SEC Investigating Ex-Oppenheimer Executive for Securities Law Violations

According to Bloomberg.com, Robert Okin, Oppenheimer & Co.’s (OPY) former retail brokerage head, is under investigation by the Securities and Exchange Commission. In October, the agency’s enforcement division notified Okin that, based on a preliminary determination, it intended to file charges against him for securities law violations, including failure to supervise.

Okin is no longer with Oppenheimer. He resigned earlier this month to pursue “other interests.” Okin denies violating the Securities Exchange Act.

The U.S. Commodity Future Trading Commission says that hedge fund Paul Greenwood has been sentenced to ten years behind bars. Greenwood, who was the general partner of WG Trading Co., pleaded guilty to numerous criminal charges, including securities fraud, wire fraud, money laundering, commodities fraud, and conspiracy in 2010.

Greenwood and fellow WG Trading manager Steven Walsh were indicted on charges that accused them of conspiring to bilk investor of $554 million in an investment scam that U.S. prosecutors say ran from 1996 through 2009. Greenwood admitted to “sort of” operating a Ponzi scam and spending a minimum of $75 million of investors’ funds to pay for his passion for museum-grade teddy bears and other lavish spending.

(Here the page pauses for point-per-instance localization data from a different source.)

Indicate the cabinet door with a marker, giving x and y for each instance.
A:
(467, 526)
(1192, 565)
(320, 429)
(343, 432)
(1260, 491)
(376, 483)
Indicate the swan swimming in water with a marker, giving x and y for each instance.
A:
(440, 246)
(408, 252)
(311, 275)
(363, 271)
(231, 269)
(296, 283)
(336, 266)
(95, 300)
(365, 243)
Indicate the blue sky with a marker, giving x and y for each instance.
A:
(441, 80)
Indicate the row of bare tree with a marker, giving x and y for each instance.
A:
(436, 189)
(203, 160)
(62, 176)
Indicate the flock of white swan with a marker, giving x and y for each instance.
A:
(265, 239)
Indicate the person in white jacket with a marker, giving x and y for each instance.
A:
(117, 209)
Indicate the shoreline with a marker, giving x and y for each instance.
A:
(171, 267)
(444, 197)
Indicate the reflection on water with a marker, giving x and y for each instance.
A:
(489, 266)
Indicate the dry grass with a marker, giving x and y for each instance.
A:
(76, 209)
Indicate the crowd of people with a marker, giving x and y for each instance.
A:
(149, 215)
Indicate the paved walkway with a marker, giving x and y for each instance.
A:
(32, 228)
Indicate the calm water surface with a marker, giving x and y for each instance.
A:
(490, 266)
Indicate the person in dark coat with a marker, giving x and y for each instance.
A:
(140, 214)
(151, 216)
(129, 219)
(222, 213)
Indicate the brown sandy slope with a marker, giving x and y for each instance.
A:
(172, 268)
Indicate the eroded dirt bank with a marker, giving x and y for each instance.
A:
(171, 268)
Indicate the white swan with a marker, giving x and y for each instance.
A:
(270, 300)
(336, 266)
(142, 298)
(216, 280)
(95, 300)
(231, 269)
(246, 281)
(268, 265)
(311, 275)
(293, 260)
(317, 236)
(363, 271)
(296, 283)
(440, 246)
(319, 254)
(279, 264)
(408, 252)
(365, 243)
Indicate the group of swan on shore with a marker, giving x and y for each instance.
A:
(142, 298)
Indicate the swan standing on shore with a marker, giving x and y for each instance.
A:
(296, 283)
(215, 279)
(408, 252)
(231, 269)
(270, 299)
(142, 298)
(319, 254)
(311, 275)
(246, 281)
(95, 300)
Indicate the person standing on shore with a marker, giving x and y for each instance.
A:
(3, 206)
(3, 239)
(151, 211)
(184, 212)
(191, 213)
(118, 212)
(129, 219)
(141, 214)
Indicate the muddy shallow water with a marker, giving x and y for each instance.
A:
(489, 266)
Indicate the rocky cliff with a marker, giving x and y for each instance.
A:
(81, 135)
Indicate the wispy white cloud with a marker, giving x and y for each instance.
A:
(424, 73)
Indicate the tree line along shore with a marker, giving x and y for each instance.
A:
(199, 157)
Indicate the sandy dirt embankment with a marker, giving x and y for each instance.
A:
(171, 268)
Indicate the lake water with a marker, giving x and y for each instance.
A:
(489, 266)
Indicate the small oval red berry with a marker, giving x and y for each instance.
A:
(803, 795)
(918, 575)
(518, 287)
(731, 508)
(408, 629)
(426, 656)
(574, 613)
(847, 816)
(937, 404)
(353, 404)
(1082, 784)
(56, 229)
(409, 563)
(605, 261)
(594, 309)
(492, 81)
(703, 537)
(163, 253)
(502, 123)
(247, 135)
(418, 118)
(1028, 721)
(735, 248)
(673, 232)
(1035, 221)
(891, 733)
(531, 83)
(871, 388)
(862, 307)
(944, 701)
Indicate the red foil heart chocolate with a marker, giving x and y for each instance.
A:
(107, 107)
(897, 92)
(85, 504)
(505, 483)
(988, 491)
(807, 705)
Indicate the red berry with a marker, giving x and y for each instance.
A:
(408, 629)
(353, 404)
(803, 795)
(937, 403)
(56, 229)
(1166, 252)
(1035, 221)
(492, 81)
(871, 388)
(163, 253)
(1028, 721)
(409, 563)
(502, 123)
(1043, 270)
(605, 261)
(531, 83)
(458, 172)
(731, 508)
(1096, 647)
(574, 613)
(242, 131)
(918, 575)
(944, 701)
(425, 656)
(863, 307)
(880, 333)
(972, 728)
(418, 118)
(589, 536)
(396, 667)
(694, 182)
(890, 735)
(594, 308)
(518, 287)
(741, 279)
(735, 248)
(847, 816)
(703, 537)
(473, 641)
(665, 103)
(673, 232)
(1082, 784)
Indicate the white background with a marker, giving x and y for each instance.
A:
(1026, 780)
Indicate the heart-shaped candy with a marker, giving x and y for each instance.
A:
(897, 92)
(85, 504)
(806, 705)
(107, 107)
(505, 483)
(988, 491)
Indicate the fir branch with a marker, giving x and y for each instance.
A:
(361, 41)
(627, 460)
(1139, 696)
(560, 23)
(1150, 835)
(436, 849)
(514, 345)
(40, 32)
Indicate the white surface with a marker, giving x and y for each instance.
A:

The scheme purportedly cost investors somewhere between $800 million to $900 million.

U.S. District Judge Miriam Goldman Cedarbaum, who sentenced Greenwood, told him to forfeit another $83.5 million. He has until February 9, 2015 to report to prison. Prosecutors told the judge that Greenwood helped the government with its case. He also assisted a court-appointed receivership in finding around $900 million, which is nearly 90% of investor claims. As part of his plea deal, Greenwood said he would forfeit at least $331 million to the government.